In punto di tecnica di produzione degli effetti giuridici, la norma si atteggiava nel
seguente modo: norma – potere – effetto più norma – fatto – effetto, dove il
fatto nel secondo momento è proprio la convenzione di negoziazione assistita.
Ricostruito in uno schema sillogistico risulta così:
premessa minore PREMESSA MAGGIORE conclusione
potere volontà di entrambi i coniugi di separarsi consensualmente
o volontà di entrambi i coniugi di
modificare le condizioni matrimoniali
o volontà di entrambi i coniugi di sciogliere il vincolo matrimoniale
Norma art. 6.1 d.l. 132/2014
effetto convenzione di negoziazione
assistita dall’avvocato
premessa minore PREMESSA MAGGIORE conclusione
fatto convenzione di negoziazione assistita
Norma art. 6.3 d.l. 132/2014
effetto negozio di separazione o di
modifica o di scioglimento del matrimonio
Il comma 3, infatti, che è norma sugli effetti, equiparava sul piano giuridico il
negozio, di cui al comma 1, al provvedimento giudiziale che definisce i
procedimenti in materia matrimoniale.
Naturalmente, il comma 2 faceva salvi i casi di presenza di figli minori,
maggiorenni incapaci o portatori di handicap, per i quali si sarebbe comunque
dovuto applicare la disciplina ordinaria precedente alla riforma.
L’assetto cambia completamente con la conversione del decreto legge in legge.

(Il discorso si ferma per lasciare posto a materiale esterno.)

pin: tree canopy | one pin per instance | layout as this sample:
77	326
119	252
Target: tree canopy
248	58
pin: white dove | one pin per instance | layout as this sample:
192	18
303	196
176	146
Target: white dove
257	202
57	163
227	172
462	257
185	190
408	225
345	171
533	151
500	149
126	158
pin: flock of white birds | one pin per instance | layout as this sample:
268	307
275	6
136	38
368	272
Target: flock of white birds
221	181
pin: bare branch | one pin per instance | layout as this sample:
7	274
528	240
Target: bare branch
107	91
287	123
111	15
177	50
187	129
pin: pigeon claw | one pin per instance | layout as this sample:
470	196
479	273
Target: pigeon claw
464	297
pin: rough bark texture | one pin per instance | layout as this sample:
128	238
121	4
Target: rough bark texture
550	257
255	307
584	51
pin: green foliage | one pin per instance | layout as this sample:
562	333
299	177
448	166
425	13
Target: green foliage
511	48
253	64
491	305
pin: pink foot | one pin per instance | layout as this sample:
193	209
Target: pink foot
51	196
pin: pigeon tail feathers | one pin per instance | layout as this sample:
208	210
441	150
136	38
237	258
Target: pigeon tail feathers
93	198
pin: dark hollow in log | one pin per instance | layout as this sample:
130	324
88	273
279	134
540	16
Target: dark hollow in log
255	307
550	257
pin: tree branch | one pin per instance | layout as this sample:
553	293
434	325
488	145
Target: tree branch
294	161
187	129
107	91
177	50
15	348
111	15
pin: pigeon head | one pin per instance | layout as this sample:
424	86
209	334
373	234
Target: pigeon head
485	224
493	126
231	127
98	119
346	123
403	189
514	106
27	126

La nuova e vigente formulazione dell’art. 6 dispone che “1. La convenzione di
negoziazione assistita (da almeno un avvocato per parte) può essere conclusa
tra coniugi al fine di raggiungere una soluzione consensuale di separazione
personale, di cessazione degli effetti civili del matrimonio, di scioglimento del
matrimonio nei casi di cui all'articolo 3, primo comma, numero 2), lettera b),
della legge (1º dicembre) 1970, n. 898, e successive modificazioni, di modifica
delle condizioni di separazione o di divorzio. (2. In mancanza di figli minori, di
figli maggiorenni incapaci o portatori di handicap grave ai sensi
dell'articolo 3, comma 3, della legge 5 febbraio 1992, n. 104, ovvero
economicamente non autosufficienti, l'accordo raggiunto a seguito di
convenzione di negoziazione assistita e' trasmesso al procuratore della
Repubblica presso il tribunale competente il quale, quando non ravvisa
irregolarità, comunica agli avvocati il nullaosta per gli adempimenti ai
sensi del comma 3. In presenza di figli minori, di figli maggiorenni incapaci
o portatori di handicap grave ovvero economicamente non autosufficienti,
l'accordo raggiunto a seguito di convenzione di negoziazione assistita deve
essere trasmesso entro il termine di dieci giorni al procuratore della
Repubblica presso il tribunale competente, il quale, quando ritiene che
l'accordo risponde all'interesse dei figli, lo autorizza. Quando ritiene che
l'accordo non risponde all'interesse dei figli, il procuratore della Repubblica
lo trasmette, entro cinque giorni, al presidente del tribunale, che fissa, entro
i successivi trenta giorni, la comparizione delle parti e provvede senza
ritardo. All'accordo autorizzato si applica il comma 3). 3. L'accordo raggiunto
a seguito della convenzione produce gli effetti e tiene luogo dei provvedimenti
giudiziali che definiscono, nei casi di cui al comma 1, i procedimenti di separazione
personale, di cessazione degli effetti civili del matrimonio, di scioglimento del
matrimonio e di modifica delle condizioni di separazione o di divorzio.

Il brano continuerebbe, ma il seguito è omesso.